There is a substantial number of protestants who believe in the literal truth of the Bible. I still don't know how they explain away the two different creation myths in Genesis. And don't get me started on the evolution vs. creationism crap - or the myth that Science is somehow at odds with religion. Science is at odds with superstition, I'll agree to, but my religion is at odds with superstition too.

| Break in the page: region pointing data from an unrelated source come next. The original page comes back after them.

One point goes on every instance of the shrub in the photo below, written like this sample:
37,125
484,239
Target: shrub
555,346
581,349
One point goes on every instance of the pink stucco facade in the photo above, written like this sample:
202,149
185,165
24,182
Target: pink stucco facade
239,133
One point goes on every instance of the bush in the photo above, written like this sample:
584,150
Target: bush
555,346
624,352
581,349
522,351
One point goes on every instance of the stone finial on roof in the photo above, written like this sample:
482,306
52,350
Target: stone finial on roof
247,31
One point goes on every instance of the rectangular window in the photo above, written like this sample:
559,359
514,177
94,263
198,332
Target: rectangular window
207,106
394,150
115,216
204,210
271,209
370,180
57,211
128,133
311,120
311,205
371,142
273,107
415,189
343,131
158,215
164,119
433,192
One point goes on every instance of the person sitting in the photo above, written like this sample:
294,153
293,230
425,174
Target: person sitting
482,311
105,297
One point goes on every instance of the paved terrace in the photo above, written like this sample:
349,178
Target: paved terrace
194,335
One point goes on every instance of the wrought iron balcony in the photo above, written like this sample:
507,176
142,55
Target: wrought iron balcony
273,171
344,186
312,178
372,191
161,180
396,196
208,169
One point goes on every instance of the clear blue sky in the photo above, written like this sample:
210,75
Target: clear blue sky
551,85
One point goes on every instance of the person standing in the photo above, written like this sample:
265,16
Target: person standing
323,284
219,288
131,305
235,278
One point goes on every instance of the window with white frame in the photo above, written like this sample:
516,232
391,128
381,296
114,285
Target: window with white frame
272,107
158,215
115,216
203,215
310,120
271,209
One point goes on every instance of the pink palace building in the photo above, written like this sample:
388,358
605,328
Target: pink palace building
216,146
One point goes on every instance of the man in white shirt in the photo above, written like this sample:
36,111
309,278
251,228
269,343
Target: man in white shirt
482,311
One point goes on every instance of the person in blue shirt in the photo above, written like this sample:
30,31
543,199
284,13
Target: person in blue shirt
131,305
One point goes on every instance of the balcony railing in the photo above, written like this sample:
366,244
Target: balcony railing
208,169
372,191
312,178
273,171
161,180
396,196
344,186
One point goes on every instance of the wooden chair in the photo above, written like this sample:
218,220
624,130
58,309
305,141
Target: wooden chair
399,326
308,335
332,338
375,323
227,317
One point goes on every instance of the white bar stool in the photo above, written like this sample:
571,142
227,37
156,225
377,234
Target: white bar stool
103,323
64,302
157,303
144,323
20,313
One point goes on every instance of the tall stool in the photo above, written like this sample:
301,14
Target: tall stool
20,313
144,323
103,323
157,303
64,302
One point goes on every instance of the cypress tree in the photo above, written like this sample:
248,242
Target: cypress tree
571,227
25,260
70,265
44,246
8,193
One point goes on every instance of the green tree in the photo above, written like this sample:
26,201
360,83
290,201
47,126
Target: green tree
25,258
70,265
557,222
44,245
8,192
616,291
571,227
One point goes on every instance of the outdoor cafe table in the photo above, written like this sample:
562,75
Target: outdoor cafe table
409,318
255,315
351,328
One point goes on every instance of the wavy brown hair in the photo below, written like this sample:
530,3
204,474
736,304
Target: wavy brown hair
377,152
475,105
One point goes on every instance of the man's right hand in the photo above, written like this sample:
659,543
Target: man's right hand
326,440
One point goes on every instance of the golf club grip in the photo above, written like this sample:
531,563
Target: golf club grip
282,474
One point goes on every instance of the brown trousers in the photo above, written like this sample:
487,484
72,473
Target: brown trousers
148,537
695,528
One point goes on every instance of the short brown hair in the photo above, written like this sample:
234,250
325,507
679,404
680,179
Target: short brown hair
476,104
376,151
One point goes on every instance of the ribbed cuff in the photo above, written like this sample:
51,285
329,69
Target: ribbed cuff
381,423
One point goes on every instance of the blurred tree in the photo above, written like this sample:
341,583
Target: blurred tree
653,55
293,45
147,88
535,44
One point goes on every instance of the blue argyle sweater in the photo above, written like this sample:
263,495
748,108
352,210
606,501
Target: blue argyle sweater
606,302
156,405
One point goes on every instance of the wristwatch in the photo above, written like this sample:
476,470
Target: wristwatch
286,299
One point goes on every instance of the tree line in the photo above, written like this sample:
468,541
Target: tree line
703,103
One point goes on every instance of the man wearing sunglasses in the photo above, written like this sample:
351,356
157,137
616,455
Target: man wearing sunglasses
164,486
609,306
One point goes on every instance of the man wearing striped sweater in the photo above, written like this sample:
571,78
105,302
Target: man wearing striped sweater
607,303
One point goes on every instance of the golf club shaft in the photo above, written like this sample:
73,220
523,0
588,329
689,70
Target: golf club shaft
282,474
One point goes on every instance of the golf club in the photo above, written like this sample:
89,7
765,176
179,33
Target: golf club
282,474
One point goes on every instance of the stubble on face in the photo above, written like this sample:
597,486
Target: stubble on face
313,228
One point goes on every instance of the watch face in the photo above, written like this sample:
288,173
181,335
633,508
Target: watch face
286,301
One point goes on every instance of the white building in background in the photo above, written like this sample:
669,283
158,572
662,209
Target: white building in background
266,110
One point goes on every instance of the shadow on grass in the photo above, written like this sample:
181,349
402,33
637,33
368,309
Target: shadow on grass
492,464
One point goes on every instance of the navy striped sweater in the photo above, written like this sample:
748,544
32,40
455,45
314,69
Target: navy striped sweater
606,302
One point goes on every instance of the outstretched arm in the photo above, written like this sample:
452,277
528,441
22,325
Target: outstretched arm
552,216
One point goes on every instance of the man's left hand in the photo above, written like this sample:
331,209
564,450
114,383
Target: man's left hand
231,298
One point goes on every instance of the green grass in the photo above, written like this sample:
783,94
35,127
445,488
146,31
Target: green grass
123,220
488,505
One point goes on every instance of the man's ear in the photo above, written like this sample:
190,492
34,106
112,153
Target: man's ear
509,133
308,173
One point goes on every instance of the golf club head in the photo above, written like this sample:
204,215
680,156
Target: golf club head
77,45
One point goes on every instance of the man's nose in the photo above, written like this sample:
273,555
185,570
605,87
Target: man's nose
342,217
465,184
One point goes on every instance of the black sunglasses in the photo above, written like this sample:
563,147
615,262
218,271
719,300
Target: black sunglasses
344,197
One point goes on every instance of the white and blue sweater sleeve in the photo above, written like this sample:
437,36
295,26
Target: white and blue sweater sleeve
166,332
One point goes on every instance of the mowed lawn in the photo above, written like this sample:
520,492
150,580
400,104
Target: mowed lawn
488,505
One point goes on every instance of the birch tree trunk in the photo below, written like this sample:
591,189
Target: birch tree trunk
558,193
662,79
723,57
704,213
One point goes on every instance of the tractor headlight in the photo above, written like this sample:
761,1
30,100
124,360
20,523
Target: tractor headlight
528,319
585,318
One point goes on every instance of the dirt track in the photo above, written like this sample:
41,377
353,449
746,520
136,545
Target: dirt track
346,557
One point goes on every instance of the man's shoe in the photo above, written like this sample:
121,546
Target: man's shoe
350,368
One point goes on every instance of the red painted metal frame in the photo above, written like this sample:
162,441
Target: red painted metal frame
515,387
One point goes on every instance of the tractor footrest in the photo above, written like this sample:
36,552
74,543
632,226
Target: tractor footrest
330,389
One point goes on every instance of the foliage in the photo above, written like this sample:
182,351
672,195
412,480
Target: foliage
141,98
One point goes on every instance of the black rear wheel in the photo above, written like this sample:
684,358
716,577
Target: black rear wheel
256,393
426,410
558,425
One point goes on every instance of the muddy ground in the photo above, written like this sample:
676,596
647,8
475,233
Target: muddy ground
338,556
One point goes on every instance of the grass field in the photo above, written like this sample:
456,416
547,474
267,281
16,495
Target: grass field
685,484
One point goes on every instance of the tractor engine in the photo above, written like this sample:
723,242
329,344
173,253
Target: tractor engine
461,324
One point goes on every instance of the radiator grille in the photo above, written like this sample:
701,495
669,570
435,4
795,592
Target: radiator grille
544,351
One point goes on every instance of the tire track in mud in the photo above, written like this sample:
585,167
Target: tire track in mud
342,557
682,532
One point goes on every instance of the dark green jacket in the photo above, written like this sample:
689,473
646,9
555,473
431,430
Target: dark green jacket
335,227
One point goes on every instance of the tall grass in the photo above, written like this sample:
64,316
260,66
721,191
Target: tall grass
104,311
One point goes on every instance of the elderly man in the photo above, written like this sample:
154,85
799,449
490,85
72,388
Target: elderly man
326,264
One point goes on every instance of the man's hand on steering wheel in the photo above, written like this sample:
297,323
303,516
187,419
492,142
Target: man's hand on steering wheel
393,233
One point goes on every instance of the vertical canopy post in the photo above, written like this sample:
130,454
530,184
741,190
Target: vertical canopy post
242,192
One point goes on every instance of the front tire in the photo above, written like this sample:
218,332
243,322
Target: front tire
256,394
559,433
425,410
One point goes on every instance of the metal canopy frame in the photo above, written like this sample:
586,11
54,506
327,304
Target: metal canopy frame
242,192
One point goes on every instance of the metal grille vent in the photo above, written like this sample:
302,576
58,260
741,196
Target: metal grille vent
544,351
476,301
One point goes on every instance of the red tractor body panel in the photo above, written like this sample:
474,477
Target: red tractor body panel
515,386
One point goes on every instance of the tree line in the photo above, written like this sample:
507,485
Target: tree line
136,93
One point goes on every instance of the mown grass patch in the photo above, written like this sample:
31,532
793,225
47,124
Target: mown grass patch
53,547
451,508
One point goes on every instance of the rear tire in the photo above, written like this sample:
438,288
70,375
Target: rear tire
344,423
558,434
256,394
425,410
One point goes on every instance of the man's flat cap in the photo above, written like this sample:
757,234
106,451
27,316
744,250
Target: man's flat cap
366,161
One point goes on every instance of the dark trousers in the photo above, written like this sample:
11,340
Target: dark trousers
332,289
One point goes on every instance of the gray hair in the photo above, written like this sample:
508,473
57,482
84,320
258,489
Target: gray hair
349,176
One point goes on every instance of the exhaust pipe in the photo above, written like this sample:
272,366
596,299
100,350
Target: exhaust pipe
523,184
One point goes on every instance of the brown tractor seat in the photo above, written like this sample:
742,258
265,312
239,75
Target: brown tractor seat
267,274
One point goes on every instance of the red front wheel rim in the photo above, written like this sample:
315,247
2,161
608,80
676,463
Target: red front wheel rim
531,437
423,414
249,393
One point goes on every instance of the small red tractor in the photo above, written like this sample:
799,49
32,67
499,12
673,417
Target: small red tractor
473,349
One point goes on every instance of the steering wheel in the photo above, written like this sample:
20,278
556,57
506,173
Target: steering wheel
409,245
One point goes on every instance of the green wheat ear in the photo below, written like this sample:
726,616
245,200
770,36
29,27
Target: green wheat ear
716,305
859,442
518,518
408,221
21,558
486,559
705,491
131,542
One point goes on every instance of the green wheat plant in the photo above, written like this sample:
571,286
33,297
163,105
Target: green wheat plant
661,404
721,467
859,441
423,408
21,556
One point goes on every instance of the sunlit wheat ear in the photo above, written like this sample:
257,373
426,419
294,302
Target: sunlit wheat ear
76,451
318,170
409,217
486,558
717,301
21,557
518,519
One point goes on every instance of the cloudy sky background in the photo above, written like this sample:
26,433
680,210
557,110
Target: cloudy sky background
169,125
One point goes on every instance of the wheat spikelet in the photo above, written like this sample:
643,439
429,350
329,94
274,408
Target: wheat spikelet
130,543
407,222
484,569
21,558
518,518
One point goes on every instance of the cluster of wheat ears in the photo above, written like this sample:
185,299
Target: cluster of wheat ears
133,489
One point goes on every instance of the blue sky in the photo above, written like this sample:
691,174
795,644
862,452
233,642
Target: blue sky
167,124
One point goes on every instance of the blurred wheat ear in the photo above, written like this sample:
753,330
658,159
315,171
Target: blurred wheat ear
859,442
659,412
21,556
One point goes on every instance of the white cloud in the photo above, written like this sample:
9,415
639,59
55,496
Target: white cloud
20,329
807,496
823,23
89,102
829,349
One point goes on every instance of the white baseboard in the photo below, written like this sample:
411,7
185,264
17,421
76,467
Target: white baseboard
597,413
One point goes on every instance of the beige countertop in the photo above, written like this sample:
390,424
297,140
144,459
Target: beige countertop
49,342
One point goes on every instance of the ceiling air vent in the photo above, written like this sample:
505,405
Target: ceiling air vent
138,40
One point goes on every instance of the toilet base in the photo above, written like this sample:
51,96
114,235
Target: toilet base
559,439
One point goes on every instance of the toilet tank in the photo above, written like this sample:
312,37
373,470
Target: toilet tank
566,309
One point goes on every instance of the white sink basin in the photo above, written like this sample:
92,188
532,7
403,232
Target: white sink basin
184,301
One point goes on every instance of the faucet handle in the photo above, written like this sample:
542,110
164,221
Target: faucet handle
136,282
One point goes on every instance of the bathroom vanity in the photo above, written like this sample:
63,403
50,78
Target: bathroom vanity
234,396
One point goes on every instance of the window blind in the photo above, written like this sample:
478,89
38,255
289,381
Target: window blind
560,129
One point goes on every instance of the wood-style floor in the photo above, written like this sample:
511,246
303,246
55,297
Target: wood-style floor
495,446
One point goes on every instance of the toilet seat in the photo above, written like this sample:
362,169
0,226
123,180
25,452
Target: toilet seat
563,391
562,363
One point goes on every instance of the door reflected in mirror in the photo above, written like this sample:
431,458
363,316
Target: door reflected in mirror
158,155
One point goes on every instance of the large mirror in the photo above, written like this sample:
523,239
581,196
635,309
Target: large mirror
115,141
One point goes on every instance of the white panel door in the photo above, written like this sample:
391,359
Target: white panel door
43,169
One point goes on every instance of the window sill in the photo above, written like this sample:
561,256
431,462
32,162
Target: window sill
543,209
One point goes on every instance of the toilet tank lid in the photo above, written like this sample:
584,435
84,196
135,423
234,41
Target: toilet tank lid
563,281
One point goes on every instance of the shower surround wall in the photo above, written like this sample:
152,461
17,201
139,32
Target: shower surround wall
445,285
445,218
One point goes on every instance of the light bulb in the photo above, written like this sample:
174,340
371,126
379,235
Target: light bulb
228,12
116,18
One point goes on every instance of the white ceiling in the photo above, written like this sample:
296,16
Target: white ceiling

And, finally, how can anyone really believe in a God that would forbid them to avail themselves of the best medical help for themselves or their loved ones? Modern medicine, to be sure, does not have all the answers, and sometimes it can even cause more harm than good. But overall, our medical knowledge has saved countless thousands of lives. I do not believe in a God that would condone even a single life being lost in his/her name. I believe he/she designed human beings to resist death to the bitter end - which is not to say that I don't believe that sometimes, under very carefully supervised conditions, permitting or even helping a suffering human being to die with dignity isn't a good thing. But allowing anyone to die needlessly is a crime - against man and God.

Now that I have managed to offend practically everyone, let me try to make some amends. I'm certainly not trying to offend. You may have sincere, valid reasons for believing what you do - and you have every right here in Canada to believe as you wish. But, on the off chance that you are as unaware of why you follow certain traditions as I am, maybe it's time to reassess some of your values and cast aside stupid superstitions for something more meaningful.

I believe in freedom of speech and freedom of religion. But both of those freedoms are limited when and if they interfere with someone else's rights. If I have offended you, I am sorry. That is not my intention. But, if I have caused you to think twice about some of your beliefs, whether you reject them ultimately or not, then I am glad. I have succeeded and you will be a better person for having taken the time to reflect.